Nenna, Gustavino and De Angelis

"We're not necessarily trying to turn everybody into physicists -- they are still young enough that they should be looking around," he said. "But they can take the lessons they are learning today with gases, for example, and then apply it to different curricula. It's going to help them in a number of fields, like medicine, biology or engineering."

While Martina Tacconelli is still exploring her options for the future, her lab partner, Alessandra Brancone, has already been bitten by the physics bug.

"Physics is the only thing that can explain all of nature, so I really like learning about it," said Brancone, who has already developed a fascination with relativity. "I'm still amazed that something that takes three seconds for me could take a whole minute for someone else traveling at a different speed. I learned that here for the first time."

Experiences like Brancone's are not uncommon, and the regional university in Abruzzo has seen several summer school alumni enter as science majors.

"We have some feedback on some of our former students who are now at the University of L'Aquila," Galbiati said. "A professor there who I'm working with on a dark matter project has some new students that are planning to join him because they came to our summer school. That was their first exposure to the research conducted at the Gran Sasso lab."

The interaction between the students and the scientists working in Italy has had the added benefit of increasing understanding of the experiment going on at the Gran Sasso lab among members of the local communities.
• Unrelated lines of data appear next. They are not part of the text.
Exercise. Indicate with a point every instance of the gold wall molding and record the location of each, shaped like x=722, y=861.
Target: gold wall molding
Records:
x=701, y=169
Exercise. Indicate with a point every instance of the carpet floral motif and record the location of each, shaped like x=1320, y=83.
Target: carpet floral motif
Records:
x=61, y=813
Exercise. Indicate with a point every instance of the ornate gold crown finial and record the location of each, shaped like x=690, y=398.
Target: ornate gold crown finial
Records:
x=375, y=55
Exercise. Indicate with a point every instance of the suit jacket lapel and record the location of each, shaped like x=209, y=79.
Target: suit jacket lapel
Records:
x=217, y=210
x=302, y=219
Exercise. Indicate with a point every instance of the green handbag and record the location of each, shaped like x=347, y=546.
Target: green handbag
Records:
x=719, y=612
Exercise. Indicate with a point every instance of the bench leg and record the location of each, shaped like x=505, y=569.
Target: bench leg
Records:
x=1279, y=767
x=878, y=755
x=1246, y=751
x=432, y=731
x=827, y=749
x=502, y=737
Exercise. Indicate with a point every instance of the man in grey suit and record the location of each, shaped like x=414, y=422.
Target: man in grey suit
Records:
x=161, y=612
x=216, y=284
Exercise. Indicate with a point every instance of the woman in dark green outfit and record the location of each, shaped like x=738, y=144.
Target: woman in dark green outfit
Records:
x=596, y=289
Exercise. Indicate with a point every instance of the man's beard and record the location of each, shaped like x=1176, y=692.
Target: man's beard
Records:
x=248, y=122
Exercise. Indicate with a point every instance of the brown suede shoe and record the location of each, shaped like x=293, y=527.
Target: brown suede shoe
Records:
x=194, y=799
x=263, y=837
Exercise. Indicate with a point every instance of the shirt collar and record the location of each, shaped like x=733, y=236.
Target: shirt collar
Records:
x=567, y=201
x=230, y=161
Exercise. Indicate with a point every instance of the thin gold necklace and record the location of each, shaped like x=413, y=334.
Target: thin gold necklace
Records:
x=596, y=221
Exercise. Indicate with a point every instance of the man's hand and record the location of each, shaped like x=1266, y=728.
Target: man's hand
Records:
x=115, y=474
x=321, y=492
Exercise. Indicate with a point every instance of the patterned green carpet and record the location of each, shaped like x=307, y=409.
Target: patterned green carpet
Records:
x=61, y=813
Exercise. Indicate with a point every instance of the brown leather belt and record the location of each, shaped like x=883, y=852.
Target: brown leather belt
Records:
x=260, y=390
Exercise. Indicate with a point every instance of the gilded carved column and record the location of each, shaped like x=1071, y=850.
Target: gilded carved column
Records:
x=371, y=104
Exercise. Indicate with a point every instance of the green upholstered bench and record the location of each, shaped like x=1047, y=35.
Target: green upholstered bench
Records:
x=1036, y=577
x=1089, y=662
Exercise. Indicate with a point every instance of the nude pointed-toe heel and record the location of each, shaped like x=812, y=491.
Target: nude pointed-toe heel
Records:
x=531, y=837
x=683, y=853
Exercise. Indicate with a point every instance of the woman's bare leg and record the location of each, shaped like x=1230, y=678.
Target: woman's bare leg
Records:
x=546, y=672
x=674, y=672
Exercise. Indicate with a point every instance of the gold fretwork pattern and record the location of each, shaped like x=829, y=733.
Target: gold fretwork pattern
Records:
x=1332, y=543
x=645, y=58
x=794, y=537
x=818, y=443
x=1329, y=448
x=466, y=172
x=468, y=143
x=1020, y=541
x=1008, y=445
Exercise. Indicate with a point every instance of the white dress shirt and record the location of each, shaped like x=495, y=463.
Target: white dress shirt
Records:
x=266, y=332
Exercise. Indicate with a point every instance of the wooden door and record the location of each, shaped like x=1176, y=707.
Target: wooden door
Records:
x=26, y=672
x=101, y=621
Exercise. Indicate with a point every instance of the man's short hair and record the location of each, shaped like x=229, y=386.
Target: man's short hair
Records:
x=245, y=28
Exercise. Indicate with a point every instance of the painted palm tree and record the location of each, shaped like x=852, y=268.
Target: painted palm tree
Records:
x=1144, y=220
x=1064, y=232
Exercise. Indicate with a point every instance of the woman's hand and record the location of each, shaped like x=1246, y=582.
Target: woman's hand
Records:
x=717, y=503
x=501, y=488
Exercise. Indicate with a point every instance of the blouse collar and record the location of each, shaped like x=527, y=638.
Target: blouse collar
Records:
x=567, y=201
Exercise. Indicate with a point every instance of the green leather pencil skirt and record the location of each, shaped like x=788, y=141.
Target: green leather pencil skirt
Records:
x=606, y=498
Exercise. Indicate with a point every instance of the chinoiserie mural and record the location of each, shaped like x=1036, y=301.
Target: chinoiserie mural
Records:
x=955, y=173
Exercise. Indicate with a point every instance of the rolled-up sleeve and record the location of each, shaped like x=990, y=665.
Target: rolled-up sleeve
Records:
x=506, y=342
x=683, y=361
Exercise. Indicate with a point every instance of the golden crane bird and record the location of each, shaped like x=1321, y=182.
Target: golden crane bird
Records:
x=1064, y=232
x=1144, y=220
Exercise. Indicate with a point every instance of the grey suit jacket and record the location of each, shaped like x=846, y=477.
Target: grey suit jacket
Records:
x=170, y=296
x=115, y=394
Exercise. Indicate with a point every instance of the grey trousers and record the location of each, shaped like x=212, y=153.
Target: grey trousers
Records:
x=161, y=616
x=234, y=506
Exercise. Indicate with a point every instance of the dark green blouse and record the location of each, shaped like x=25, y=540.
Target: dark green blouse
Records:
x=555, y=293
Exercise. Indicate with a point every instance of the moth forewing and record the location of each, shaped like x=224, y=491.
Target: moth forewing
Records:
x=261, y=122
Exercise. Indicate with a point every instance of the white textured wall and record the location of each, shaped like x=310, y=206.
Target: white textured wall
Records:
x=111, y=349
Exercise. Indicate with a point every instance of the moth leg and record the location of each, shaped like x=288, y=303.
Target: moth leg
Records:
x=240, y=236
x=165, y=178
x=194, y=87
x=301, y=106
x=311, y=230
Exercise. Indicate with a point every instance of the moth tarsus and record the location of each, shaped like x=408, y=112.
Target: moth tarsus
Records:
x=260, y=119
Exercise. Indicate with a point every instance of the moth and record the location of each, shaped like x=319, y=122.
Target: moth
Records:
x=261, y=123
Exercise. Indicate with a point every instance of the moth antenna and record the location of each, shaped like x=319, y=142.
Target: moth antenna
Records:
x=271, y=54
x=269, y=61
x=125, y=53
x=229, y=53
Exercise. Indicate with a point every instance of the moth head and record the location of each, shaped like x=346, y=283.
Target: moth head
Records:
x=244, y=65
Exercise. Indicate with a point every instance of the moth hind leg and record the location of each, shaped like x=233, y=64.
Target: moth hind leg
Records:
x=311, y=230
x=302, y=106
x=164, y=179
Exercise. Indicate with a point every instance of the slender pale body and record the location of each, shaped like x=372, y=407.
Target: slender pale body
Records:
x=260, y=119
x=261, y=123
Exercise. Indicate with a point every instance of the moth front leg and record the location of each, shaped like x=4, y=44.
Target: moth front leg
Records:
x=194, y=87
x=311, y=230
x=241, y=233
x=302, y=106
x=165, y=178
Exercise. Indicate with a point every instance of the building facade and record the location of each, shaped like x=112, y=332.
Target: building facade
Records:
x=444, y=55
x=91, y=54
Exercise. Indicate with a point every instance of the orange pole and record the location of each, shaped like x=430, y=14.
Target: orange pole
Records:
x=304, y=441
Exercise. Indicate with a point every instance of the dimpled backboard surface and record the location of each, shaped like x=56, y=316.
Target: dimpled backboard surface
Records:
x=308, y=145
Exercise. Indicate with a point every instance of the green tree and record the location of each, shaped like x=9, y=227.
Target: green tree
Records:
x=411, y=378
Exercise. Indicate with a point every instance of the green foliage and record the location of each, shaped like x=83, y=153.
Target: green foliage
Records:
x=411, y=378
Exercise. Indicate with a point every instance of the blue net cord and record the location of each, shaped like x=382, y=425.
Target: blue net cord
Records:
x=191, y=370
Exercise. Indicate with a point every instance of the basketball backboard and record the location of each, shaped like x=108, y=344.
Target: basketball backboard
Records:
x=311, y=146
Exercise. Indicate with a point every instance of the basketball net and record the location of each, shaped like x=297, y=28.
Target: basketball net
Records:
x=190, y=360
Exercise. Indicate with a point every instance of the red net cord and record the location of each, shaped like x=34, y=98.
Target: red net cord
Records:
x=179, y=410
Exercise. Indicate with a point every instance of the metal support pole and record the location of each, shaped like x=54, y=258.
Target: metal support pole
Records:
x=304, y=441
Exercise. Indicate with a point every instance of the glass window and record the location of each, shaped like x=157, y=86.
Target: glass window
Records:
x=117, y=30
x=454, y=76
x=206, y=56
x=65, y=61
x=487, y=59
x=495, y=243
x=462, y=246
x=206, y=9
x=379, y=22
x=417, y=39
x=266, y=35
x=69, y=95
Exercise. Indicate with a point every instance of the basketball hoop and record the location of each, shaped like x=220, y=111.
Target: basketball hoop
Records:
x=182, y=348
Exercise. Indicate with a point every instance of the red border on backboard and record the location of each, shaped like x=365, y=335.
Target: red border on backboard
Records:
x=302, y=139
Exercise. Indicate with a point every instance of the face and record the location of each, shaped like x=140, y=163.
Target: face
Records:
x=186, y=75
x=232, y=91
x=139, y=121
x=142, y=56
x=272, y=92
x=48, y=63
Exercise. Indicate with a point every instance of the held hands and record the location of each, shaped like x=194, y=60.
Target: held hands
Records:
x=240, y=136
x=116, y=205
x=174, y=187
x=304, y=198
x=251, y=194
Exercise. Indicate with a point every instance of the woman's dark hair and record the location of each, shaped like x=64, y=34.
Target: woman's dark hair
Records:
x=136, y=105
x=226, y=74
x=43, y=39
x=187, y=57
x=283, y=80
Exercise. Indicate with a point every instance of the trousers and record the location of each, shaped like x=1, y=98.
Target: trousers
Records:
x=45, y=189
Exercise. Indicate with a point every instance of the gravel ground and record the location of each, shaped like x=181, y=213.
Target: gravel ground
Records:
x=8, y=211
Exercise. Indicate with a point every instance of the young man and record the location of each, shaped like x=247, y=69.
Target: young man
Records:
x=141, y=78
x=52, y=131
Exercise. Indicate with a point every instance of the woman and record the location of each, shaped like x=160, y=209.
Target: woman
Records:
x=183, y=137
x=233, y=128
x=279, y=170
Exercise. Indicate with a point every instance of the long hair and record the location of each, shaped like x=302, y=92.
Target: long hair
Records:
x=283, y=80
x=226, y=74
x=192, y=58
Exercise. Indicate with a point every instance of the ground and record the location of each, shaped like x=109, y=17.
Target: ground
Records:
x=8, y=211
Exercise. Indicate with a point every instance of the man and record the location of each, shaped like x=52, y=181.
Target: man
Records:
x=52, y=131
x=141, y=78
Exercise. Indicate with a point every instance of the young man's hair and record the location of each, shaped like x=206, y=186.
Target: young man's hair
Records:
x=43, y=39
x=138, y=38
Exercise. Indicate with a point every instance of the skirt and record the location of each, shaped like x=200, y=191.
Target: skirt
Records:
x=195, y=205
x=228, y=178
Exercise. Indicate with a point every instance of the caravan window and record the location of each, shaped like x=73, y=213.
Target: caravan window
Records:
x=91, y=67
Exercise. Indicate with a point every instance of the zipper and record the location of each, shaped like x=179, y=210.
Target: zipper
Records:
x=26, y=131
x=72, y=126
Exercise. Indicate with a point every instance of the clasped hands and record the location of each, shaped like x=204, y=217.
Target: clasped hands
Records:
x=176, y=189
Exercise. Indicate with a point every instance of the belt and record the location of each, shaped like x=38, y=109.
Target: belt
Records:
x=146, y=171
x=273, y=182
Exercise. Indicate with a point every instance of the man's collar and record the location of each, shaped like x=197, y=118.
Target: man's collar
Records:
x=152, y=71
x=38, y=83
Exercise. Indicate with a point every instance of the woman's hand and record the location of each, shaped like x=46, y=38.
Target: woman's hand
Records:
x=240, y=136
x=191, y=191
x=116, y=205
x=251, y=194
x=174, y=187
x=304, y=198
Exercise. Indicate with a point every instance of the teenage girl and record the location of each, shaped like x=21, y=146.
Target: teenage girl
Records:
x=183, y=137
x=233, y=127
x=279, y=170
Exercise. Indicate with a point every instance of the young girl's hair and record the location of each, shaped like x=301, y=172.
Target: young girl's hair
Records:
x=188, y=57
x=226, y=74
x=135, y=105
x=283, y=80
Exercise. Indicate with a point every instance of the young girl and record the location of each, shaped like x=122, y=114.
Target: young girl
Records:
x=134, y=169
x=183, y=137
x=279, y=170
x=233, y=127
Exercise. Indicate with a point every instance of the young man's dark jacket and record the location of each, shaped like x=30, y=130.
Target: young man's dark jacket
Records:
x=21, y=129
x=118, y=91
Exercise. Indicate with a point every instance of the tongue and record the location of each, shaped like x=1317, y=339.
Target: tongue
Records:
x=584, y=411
A research group led by Calaprice is conducting a major international particle physics experiment there involving the search for neutrinos.

"The school has had a major impact on how the lab is perceived in the surrounding region," said Galbiati, who also is working on the project. "People were not aware of what was going on because they just saw this big steel door. Now that the students are traveling back and forth every summer, the local population is very supportive of both the experiment and the educational opportunity we're providing."

The director of the Gran Sasso lab, Eugenio Coccia, agreed that the program was a valuable resource to the local communities.

"I came to Princeton last January with the governor of Abruzzo, who was so impressed that the region is now contributing about half the cost of transporting and boarding the students," Coccia said. "People are beginning to understand the value of this kind of educational program."

The greatest value was for the students themselves, he said.

"They come back to Italy really enthusiastic from the experience," said Coccia, who taught at the school himself this summer. "It opens their minds to what a university campus can be. It lets them meet their American colleagues, hear talks from scientific celebrities and have the opportunity to play baseball. And the main result is most of them will choose a scientific degree at the university."